The History of the Mount Laurel Doctrine


The Mount Laurel Doctrine

Published: January 28, 2013
The New Jersey Supreme Court’s 1983 ruling in the Mount Laurel fair-housing case is rightly regarded as one of the most important civil rights decisions of modern times. The ruling, which greatly influenced fair-housing policy across the nation, limited the use of exclusionary zoning as a means of preventing the construction of affordable housing in wealthy communities.

The result was to encourage the construction of low- and moderate-income housing in the suburbs, giving less-well-off families access to starter homes, crime-free neighborhoods, good schools and solid jobs that are beyond the reach of people in the inner cities. Yet despite its clear benefits, Gov. Chris Christie and some wealthy communities have sought to weaken the law in two cases now before the court. The court should strongly reaffirm it.

The case dates back to the late-1960s, when a group of low-income African-Americans found themselves priced out of the increasingly expensive suburb of Mount Laurel, not far from Philadelphia. They sued after local authorities barred the construction of a small affordable-housing project. The court ruling, known as the Mount Laurel doctrine, not only barred localities from excluding affordable housing but said they had an affirmative obligation to provide zoning that allows a “fair share” of such housing based on growth, employment opportunities and income. “If sound planning of an area allows the rich and middle class to live there, it must also realistically and practically allow the poor,” the court said. “And if the area will accommodate factories, it must also find space for workers.”
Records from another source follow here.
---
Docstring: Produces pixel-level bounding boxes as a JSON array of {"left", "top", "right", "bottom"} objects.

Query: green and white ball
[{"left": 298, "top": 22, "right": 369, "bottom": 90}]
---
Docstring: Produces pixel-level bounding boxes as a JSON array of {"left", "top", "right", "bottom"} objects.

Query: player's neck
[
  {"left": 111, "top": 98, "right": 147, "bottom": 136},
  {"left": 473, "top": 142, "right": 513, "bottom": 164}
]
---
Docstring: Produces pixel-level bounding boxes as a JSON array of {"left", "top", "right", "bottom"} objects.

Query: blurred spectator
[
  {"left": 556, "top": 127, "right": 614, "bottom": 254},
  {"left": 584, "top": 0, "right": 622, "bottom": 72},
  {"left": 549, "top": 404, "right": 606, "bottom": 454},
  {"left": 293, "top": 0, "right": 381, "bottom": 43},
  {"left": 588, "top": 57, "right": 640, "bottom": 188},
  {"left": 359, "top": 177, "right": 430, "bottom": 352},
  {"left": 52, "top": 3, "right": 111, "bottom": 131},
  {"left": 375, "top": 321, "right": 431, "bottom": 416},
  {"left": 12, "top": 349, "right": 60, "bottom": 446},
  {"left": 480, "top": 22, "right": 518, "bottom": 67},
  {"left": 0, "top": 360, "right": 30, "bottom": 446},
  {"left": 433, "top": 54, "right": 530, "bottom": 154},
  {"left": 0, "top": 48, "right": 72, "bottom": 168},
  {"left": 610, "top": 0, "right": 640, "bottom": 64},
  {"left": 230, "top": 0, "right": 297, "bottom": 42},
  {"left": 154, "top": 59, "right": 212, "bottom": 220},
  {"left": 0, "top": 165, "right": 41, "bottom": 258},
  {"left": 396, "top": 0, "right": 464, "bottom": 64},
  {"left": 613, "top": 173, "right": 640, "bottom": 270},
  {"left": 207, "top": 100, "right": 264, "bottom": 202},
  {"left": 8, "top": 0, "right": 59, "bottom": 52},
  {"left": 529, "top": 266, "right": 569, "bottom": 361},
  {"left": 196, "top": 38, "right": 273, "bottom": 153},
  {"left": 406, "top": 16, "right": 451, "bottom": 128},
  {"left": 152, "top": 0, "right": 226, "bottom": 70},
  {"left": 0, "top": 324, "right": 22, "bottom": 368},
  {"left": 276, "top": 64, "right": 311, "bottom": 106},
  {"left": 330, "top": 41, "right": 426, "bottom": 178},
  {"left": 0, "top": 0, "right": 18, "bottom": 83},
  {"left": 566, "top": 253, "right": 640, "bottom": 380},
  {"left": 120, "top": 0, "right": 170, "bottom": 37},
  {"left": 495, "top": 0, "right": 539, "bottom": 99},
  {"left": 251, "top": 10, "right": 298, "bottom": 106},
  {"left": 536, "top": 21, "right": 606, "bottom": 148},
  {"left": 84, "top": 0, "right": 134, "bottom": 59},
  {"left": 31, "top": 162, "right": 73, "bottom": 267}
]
According to Douglas Massey, a sociologist at Princeton University, the Mount Laurel approach has led to the creation of 60,000 homes for low- and moderate-income working families, with another 40,000 units in the pipeline. He and his colleagues compared current and former residents of the Ethel Lawrence Homes, a Mount Laurel development that opened in 2000, with similar families who had applied for housing but wound up elsewhere.

The study found that the development’s residents had higher rates of employment and family income and significantly lower rates of welfare dependency. They were also more closely involved in educating their children, who did well academically, even though they had moved to more competitive schools. Surrounding property values did not go down, and taxes did not go up. The development blended in so well with the surrounding area that many people were not aware that it existed.

On Monday, Mr. Christie asked the court for permission to dismantle the independent state agency that oversees the Mount Laurel process and move its functions into the executive branch. This would defeat the will of the State Legislature, which intended the agency to be exempt from tampering and political pressure exerted by the executive.

Another case argued before the court in November focuses on a new approach to the “fair share” calculation favored by the governor and wealthy towns that would essentially allow localities to decide for themselves how much affordable housing would be built. The Fair Share Housing Center, an advocacy group, noted in a brief that the proposal would free hostile municipalities to build “very few homes, or no homes at all.”

This would turn back to the clock to a time when communities could openly discriminate against poor and working-class residents. The court should reaffirm its 1983 decision, which held that municipalities had an obligation, through zoning, to help meet their region’s need for affordable housing.